The code mirrors the algorithm directly. We compute total_sum as the sum of absolute values. neg_count tracks how many elements are negative, and min_abs finds the smallest absolute value. The check for neg_count % 2 == 1 ensures we account for cases where one negative element cannot be eliminated.
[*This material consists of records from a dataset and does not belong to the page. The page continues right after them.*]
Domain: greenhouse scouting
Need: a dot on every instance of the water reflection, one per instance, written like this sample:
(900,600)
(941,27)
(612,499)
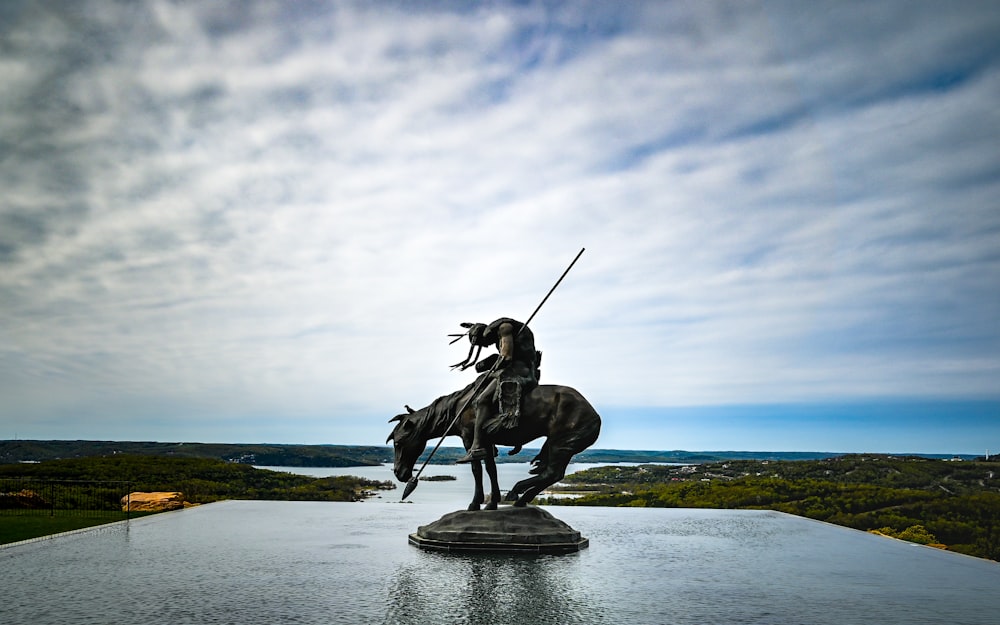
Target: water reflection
(481,589)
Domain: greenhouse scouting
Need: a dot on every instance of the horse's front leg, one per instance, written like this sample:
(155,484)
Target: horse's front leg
(491,471)
(477,474)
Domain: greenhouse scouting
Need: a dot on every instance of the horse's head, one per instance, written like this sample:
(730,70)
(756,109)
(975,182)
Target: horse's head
(407,443)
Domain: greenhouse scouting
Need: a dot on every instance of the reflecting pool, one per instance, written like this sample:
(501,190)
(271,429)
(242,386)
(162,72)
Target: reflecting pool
(253,562)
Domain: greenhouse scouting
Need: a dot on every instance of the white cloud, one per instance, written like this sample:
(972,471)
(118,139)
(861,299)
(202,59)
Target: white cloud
(278,213)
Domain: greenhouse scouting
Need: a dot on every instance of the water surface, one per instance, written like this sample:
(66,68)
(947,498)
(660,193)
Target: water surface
(259,562)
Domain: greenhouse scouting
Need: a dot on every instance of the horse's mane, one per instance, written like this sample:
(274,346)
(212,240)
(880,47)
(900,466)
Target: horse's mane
(440,413)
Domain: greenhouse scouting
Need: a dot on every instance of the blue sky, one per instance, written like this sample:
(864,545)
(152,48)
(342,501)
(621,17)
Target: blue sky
(258,221)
The use of float('inf') is safe for comparisons, and abs() handles large integers correctly.

Worked Examples

Sample Input 1

3
-1 -1 -1
Step Element abs(x) total_sum min_abs neg_count
1 -1 1 1 1 1
2 -1 1 2 1 2
3 -1 1 3 1 3

neg_count is 3 (odd), subtract 2 * 1 → total_sum = 3 - 2 = 1. Output is 1. This demonstrates handling an odd number of negatives in an all-negative array.

Sample Input 2

5
1 5 -5 0 2
Step Element abs(x) total_sum min_abs neg_count
1 1 1 1 1 0
2 5 5 6 1 0
3 -5 5 11 1 1
4 0 0 11 0 1
5 2 2 13 0 1

neg_count is 1 (odd), subtract 2 * 0 → total_sum = 13. Output is 13. Shows handling zeros without reducing total sum.

Complexity Analysis

Measure Complexity Explanation
Time O(n) Single pass through array per test case. Sum of n over all test cases ≤ 2·10^5.
Space O(1) Only a few integer variables; no extra arrays are needed.
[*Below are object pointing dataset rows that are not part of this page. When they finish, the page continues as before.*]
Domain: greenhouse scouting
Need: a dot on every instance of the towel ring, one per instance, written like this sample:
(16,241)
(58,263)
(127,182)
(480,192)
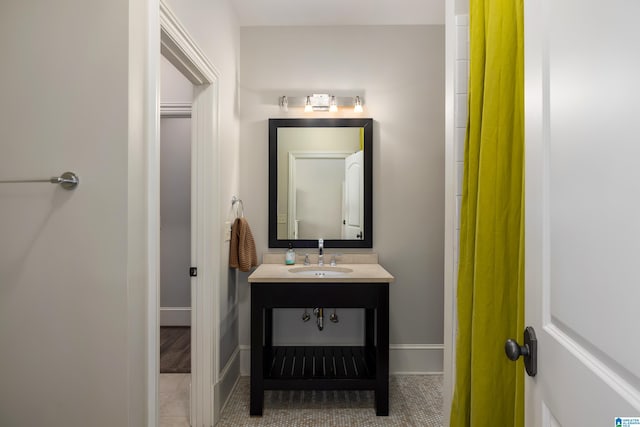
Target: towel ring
(239,207)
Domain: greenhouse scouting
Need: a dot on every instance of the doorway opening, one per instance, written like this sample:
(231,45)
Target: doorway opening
(176,93)
(178,48)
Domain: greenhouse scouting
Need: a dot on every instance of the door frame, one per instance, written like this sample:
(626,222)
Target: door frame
(292,201)
(181,50)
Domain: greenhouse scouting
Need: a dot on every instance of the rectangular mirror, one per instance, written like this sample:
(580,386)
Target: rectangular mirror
(320,183)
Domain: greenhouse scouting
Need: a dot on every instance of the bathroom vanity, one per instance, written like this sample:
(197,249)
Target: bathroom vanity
(359,282)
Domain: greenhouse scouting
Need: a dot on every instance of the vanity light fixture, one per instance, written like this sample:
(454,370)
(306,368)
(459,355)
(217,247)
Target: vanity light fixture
(358,105)
(321,102)
(333,105)
(284,104)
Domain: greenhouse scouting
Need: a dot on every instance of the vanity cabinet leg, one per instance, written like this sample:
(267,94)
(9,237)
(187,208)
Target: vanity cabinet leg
(382,353)
(369,327)
(256,399)
(268,327)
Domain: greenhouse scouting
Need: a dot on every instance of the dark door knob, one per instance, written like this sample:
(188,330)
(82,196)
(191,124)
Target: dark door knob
(515,350)
(529,351)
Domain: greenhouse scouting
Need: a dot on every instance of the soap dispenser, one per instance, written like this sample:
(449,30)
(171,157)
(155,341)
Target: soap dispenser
(290,257)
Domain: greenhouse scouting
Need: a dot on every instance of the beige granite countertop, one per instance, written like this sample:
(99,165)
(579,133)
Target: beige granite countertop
(364,269)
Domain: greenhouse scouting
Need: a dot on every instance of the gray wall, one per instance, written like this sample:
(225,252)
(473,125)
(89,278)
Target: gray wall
(400,72)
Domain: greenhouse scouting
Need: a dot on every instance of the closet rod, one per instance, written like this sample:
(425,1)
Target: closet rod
(67,180)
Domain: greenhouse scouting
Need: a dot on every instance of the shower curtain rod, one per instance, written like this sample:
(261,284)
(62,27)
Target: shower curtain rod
(67,180)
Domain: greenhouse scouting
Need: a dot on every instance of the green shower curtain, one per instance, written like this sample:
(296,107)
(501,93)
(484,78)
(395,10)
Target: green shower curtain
(489,387)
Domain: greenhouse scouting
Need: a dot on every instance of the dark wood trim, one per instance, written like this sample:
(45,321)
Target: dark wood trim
(274,125)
This linear solution easily fits within the 2-second limit for the given constraints, and memory usage is negligible.

Test Cases

import sys, io

def run(inp: str) -> str:
    sys.stdin = io.StringIO(inp)
    output = io.StringIO()
    sys.stdout = output
    max_sum_after_flips()
    return output.getvalue().strip()

# Provided samples
assert run("5\n3\n-1 -1 -1\n5\n1 5 -5 0 2\n3\n1 2 3\n6\n-1 10 9 8 7 6\n2\n-1 -1\n") == "1\n13\n6\n39\n2", "Sample 1-5"

# Custom tests
assert run("1\n2\n-1000000000 1000000000\n") == "2000000000", "Edge with max magnitude"
assert run("1\n3\n0 0 -1\n") == "0", "Odd negatives with zero"
assert run("1\n4\n-1 -1 -1 -1\n") == "4", "All negatives even count"
assert run("1\n5\n-1 -2 -3 -4 -5\n") == "13", "All negatives odd count"
assert run("1\n2\n0 0\n") == "0", "All zeros"
Test input Expected output What it validates
-1000000000 1000000000 2000000000 Handles large magnitude values correctly
0 0 -1 0 Correctly handles odd negatives with zeros
-1 -1 -1 -1 4 Even number of negatives become all positive
-1 -2 -3 -4 -5 13 Odd number of negatives, leaves smallest negative
0 0 0 All zeros, no change needed

Edge Cases

In the first edge case with $[-1, -1, -1]$, the algorithm sums absolute values to 3, counts 3 negatives, and subtracts 2 × 1 → 1. The leftover negative is unavoidable. In the second edge case with zeros, the algorithm correctly treats zeros as non-negative and chooses the smallest absolute value as zero, avoiding reducing the total sum. In both cases, the algorithm produces the correct maximal sum.